In a move characteristic of the digital economy, Austin seeks to invert this
relationship, drawing attention to the ways in which our bodies are inseparable
from our avatars. While the avatar's greatest strength is its mutability and the
possibility of perpetual reinvention, Austin reverses this by rendering his as a
hyper-realised version of himself, and in doing so, muddies the waters between
the virtual and the real. Austin's avatar is both realer than real, and somehow
more virtual than virtual. By rendering his work using clunky and outdated 3D
software, the effect is to evoke a hyperreal digital sublime.
In this regard, Austin's work may be situated alongside the concerns of a number
of contemporary internet artists and musicians whose work has lately and
somewhat vogueishly been dubbed 'post-internet', a term floating around in the
digital ether in recent times to describe the products of a cultural moment that
revel in inverting the ontological relationship between the virtual and the
real.
A clear parallel can be drawn here with James Ferraro's work. His recent album
'Far Side Virtual' shares Austin's interest in the tones and timbres of an
idealised, almost utopian virtuality. Both Ferraro and Austin draw on imagery
that documents the nascence of the integration of digital/virtual culture into
everyday life, evoking refined interfaces, a lifestyle-enhancing sense of
functionality and a slick, corporate attitude. Austin's focus on the body as
both an object of scrutiny and as something to be exposed, projected outward
into cyberspace, acts as something like a repository onto which the ideologies
of narcissism and virtual-capitalism are enacted.

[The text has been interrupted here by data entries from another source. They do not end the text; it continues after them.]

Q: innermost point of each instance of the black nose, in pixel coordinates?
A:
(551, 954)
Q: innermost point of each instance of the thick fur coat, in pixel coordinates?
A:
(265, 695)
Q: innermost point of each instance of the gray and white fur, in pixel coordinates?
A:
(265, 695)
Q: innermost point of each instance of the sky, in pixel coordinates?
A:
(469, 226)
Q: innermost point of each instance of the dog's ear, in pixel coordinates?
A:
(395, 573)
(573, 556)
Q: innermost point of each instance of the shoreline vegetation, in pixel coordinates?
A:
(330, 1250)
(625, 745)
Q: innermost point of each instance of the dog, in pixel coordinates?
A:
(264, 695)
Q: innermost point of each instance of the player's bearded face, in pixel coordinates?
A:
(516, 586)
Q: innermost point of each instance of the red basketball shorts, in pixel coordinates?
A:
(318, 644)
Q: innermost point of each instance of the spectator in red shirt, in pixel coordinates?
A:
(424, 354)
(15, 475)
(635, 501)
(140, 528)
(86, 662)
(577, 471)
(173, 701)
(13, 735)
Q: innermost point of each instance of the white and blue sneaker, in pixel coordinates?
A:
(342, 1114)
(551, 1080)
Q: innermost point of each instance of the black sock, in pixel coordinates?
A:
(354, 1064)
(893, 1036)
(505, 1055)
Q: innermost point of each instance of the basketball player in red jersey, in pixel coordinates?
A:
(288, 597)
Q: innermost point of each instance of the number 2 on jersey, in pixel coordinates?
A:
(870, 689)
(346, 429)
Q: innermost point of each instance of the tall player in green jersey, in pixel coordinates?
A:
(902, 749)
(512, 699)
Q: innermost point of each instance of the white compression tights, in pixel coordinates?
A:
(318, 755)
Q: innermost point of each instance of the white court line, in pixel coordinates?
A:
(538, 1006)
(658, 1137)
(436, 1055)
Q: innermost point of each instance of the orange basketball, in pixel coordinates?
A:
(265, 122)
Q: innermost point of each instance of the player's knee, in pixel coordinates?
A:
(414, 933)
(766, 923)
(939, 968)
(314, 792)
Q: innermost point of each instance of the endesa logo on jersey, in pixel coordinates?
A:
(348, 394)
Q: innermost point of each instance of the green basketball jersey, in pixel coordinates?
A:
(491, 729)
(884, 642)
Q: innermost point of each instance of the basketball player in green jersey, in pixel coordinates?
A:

The current interest in virtual sublimity-- an appropriation and fetishisation
of the attitudes and iconography of the nascent computer/network-culture of the
1990s-- suggests the need for a reactivation of network culture's founding
ideological framework now that the digital is so thoroughly interwoven with our
daily lives. Austin's work looks back to this formative moment, while using the
language of the present (Photobooth, Skype), to investigate these new taxonomies
of curatorial and delivery mechanisms within digital and visual cultures at
large. It hints at ways in which the contemporary moment can be articulated in
the language of repressed impulses of the past, by reframing questions of originality
and value in terms of velocity, intensity and spread.1
1. The significance of velocity, intensity and spread to the digital era are explored in Hito Steyerl, “In Defence of the Poor Image,” e-flux #10, Nov. 2009.